Dans l’Aude, l’Inra déguste les premiers vins du futur

Pour palier aux changements climatiques affectant l’avenir du vignoble français, des chercheurs de l’Inra cultivent une parcelle expérimentale de cépages résistants aux maladies sur le site du Pech-Rouge, dans le massif de la Clape. Les premiers millésimes 2014 ont été dégustés le 17 avril. Une première en France.
Jean-Noël Lapeyre (chef de culture à Pech Rouge) et Laurent Torregrossa, enseignant chercheur à Montpellier SupAgro, sur la parcelle expérimentale de l'Inra Pech-Rouge.

Ils n'ont pas encore de nom, juste un numéro, mais ces vins, trois rouge et deux blanc « ni habillés, ni assemblés », pourraient bien être les cépages du futur. « Issues d'hybrides conçus pour encaisser les maladies aggravées par le réchauffement climatique, type oïdium et mildiou, ces créations variétales représentent une innovation de rupture », commentait Jean-Louis Escudier, ingénieur de recherche à l'Institut national de recherche agronomique (Inra), lors de la dégustation vendredi 17 avril, du premier millésime historique : la vendange 2014, tirée à cent bouteilles pour ce premier lot.

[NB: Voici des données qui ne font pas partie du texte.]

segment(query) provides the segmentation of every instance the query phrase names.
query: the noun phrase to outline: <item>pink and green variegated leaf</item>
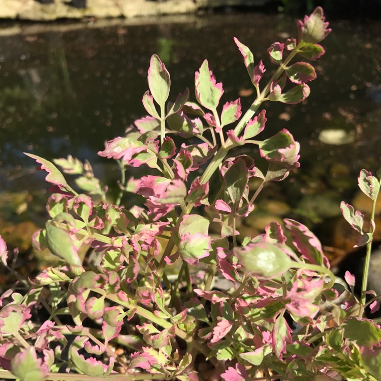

Durcissement des périodes de sécheresse, températures trop élevées, etc., font prendre au raisin un degré d'alcool par décennie. « Avec des prévisions d'augmentation de température inquiétantes, représentant une hausse en alcool de deux degrés dans les cinquante prochaines années, ce sont des pans entiers de la viticulture mondiale qui sont appelés à évoluer », observe Laurent Torregrossa, enseignant chercheur à Montpellier SupAgro et intervenant sur le programme « Viti-durable » (cofinancé par le CIVL et France Agrimer), mené à Gruissan par l'Inra en association avec l'Institut français de la vigne (IFV).

« On va assister dans l'avenir à une migration de la viticulture vers le nord, reprend le chercheur, mais cette alternative n'est pas acceptable pour les ères d'appellation, par essence non délocalisables ».

Une première  nationale

Dans ce contexte, l'innovation variétale représente une issue. Mais alors que l'Italie, l'Allemagne et la Suisse ont déjà mis en marché leurs premiers cépages résistants de type mono génique et que depuis trois ans les premiers plants allemands sont expérimentés sur des parcelles de l'Aude et de l'Hérault, à l'initiative des Chambres d'agriculture départementales et régionale, la France est à la traîne en terme de transfert.

C'est donc une première nationale pour l'unité du Pech-Rouge, propriété de l'Inra sur le massif de La Clape, qui cultive dans le plus grand secret ces raisins du futur mono et pluri génique.

« Sur 2,5 hectares découpés en bloc de 0,5 ha par génotype, les premiers hybrides tolérants aux maladies ont été plantés en 2012, mixés de façon aléatoire avec des vignes témoins de syrah et de picpoul blanc », détaille Hernan Ojeda, directeur de Pech-Rouge.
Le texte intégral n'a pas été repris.